I asked Dr. Grahn what the cost per dog would be and how big of a sample size would they need. Dr. Grahn advised UC Davis can operate under $400/dog for clinical work-up and necropsy. He stated ‘I think for whole genome sequencing I would want 10 dogs with DM. These would need to be DM SOD1 clear (N/N) so I would want to test them first and getting enough could be a task. To be safe it would also be best to have 10 clear DM dogs (so really old dogs with no DM) that are also confirmed by necropsy. These are the ones I would whole genome sequence- which costs about $16,000. (we could do this with 5 and 5 and if we get the answer no more would be necessary). The histopathology will cost more- Dr. Christine indicated she would look into that. Dr. Grahn advised “I could probably do the genome wide association study with buccal samples but blood would be better. The 10-20 above could be used but it I would need at least 20 samples from DM positive, SOD1 negative dogs and 40 DM negative and SOD1 negative dogs (these would need to be old dogs). 60 dogs at $110 = $6600.
I would need to genotype all dogs and this could become a large number given what we are looking for- or people will come forward with exact dogs we need.
Other considerations (maybe for a later study)
The other thing is Dr. Toedebusche is also interested in DM carriers who get disease. These could be part of the "something else" or something completely unrelated.
An additional thing- do dogs with two copies of SOD1 but do not develop disease have something protective? If would great to whole genome sequence 10 very old SOD1/SOD1 positive dogs who are DM- along with including a GWAS group of these (an additional 10).”
Additionally, there are other diseases that mimic DM and can lead to a misdiagnosis, such as Type II intervertebral disc protrusion, neoplasia or other primary axonal diseases. Type II disc disease is the most common offender, particularly in an older German Shepherd dogs.
We got a German Shepherd donated today with DM symptoms. They will post him, Dr. Christine will check the cord and I will run the sample for SOD1.
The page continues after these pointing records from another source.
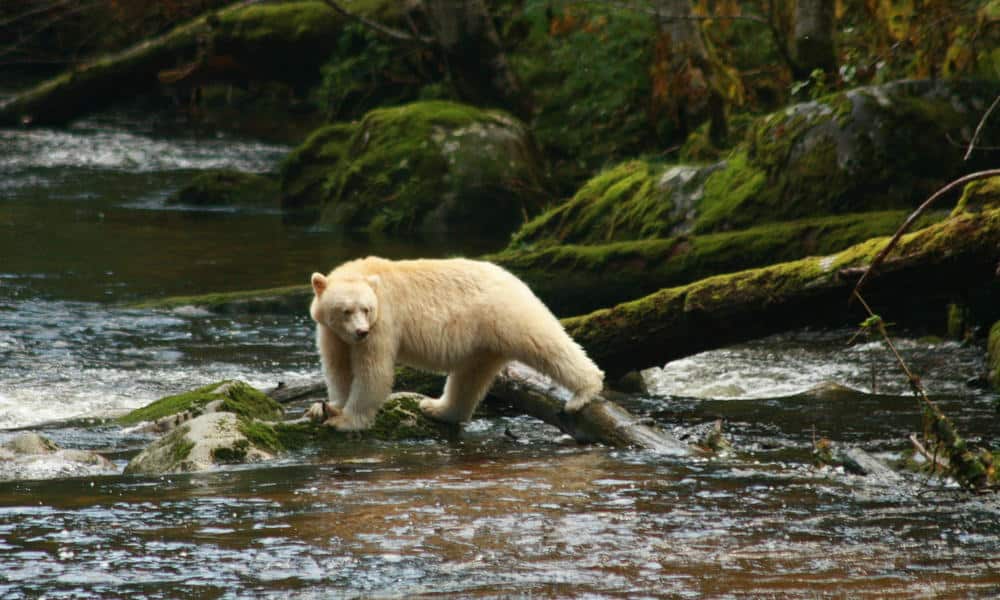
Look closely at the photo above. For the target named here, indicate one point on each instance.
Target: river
(85, 227)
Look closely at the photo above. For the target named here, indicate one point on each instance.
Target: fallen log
(527, 392)
(953, 259)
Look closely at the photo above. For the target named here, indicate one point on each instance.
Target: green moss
(957, 321)
(261, 434)
(574, 278)
(993, 355)
(586, 116)
(399, 419)
(236, 397)
(728, 191)
(424, 166)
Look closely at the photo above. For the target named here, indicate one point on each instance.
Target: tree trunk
(286, 43)
(475, 57)
(955, 258)
(813, 37)
(691, 95)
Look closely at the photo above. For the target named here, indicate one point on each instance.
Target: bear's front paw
(322, 411)
(342, 422)
(438, 409)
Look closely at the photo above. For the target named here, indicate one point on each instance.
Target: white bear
(463, 317)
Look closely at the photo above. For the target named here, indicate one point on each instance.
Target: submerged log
(933, 266)
(527, 392)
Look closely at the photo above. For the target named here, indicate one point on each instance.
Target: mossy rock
(227, 187)
(869, 149)
(203, 443)
(274, 42)
(290, 41)
(591, 85)
(422, 167)
(993, 356)
(631, 201)
(226, 396)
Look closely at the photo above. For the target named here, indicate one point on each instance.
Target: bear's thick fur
(462, 317)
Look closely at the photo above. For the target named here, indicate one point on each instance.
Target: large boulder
(203, 443)
(872, 148)
(421, 167)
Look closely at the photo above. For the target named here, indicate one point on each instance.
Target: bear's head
(347, 305)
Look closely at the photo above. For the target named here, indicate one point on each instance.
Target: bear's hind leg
(465, 388)
(562, 359)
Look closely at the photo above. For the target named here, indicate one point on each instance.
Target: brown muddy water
(511, 509)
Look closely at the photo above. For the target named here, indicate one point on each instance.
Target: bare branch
(979, 128)
(378, 27)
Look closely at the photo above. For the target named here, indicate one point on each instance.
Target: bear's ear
(319, 283)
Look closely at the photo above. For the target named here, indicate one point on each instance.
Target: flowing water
(512, 508)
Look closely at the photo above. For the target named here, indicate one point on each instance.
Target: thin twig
(913, 217)
(918, 387)
(979, 128)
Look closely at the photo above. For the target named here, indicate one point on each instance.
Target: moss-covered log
(928, 268)
(263, 42)
(993, 356)
(872, 148)
(574, 279)
(521, 390)
(430, 166)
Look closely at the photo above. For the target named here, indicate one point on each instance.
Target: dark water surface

We will keep you informed as we move forward in trying to further identify what dogs are at risk, so that hopefully, we can breed this dreaded disease out of our breed.
Dr. Kerstin Linblad-Toh, Scientific Director, Vertebrate Genomics, Broad Institute of MIT and Harvard, was one of the researchers on the Corgi study. I have previously worked with her on various DNA collections I have done. I reached out to Dr. Linblad-Toh about doing similar research for German Shepherds. She has previously conducted DM research jointly with University of Missouri. She advised me they had submitted a grant proposal to NIH for funding, however, it appears that the only studies receiving NIH funding are those involving cancer. Dr. Linblad-Toh submitted a research proposal for DM in German Shepherds.
I will do my best to keep everyone informed on the direction and status of any research. My goal is to provide updates on the GSDCA Health and Genetics’ website.